Traditional data lake metadata models Struggled at scale
As Forter scaled its fraud prevention platform, the volume of data stored in Amazon S3 grew rapidly alongside data in Snowflake and relational databases. This data, often highly sensitive because of its ties to customer transactions, became increasingly difficult to catalog and govern, as traditional metadata approaches were not designed to handle S3 environments containing billions of objects.
“In practice, many of our data lake metadata models relied on file-level ingestion and attempted to enumerate and represent every individual object as a table,” shared Christian Calugaru, Software Engineer at Forter. Given the size and complexity of Forter’s data footprint, this approach quickly broke down and made comprehensive metadata ingestion impractical while introducing operational and cost constraints.
This introduced several critical challenges:
Scalability limitations in S3 metadata management
Modeling every object as a table did not scale to buckets with extremely high file counts and prevented full visibility into stored data.
Performance and cost bottlenecks
Enumerating objects to compute counts and storage sizes risked timeouts and excessive infrastructure costs.
Lack of clarity between structured and unstructured data
Teams struggled to distinguish which S3 paths contained structured datasets requiring schemas versus unstructured data, which complicated discovery and governance.
Fragmented data understanding across systems
Without a scalable way to connect metadata across warehouses, databases, and object storage, teams lacked a unified view of Forter’s data landscape.
Building a scalable metadata foundation for efficient data operations
To address these challenges, Forter selected OpenMetadata as its platform for data discovery, observability, and governance. The team was drawn to OpenMetadata’s flexibility, open-source model, and ability to contribute directly to the product, as well as its maturity relative to other solutions they evaluated.
Using OpenMetadata, Forter centralized its metadata cataloging across systems, including Snowflake, Amazon S3, and relational databases. The solution was deployed in a Kubernetes environment and used in production, as the team continued to build out its metadata platform over time. “We worked closely with the OpenMetadata team to define S3 metadata requirements, provide feedback based on community needs, and contribute to the implementation of new storage service capabilities,” explained Calugaru.
The company-wide effort focused on improving how large-scale object storage was represented, selectively discovered, and measured, without relying on exhaustive file-level ingestion. As a result, Forter was able to support:
Scalable representation of object storage
S3 buckets and paths were modeled as logical hierarchies, enabling metadata discovery without enumerating every object.
Targeted metadata ingestion
Metadata ingestion was limited to relevant paths and datasets, which reduced operational overhead and preserved visibility into critical data assets.
Efficient visibility into storage metrics
Object counts and storage size were surfaced without the need to scan billions of files.

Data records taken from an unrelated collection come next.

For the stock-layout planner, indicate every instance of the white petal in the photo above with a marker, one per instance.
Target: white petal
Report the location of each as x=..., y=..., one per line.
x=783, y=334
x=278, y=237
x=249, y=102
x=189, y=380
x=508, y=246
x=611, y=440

Schema inference without full dataset scans
Schemas for supported file formats were inferred without requiring expensive, full-bucket analysis.
Centralizing metadata for increased visibility and governance
By adopting OpenMetadata and contributing to the evolution of its storage services, Forter established a more scalable and practical approach to managing metadata across its diverse data environment. “OpenMetadata has become our centralized place for understanding data across Snowflake, relational databases, and S3. It gives us much better visibility and control in an environment where the data is both high-volume and sensitive,” concluded Calugaru.
As a result, Forter achieved several meaningful outcomes:
Centralized metadata across systems
OpenMetadata became a single, centralized location for connecting metadata from Snowflake, S3, and relational databases, making it easier for teams to understand how data assets relate across the broader data ecosystem.
Production-ready metadata operations
The platform was deployed on Kubernetes and used in production. This enabled Forter to build and expand its metadata platform actively over time.
Governance for large-scale, unstructured data
By ingesting S3 buckets as first-class entities, Forter was able to apply tags and descriptions even to unstructured data, extending governance far beyond traditional warehouse tables.
More cost-effective visibility into storage metrics
Moving away from naive file-by-file enumeration allowed Forter to track object counts and storage size for massive S3 buckets in a significantly more efficient and cost-conscious way.
Lasting impact on the OpenMetadata community
Forter’s requirements directly informed the design of Collate’s new Storage Services functionality, as the team helped shape a more scalable approach to S3 metadata that benefits the broader OpenMetadata community.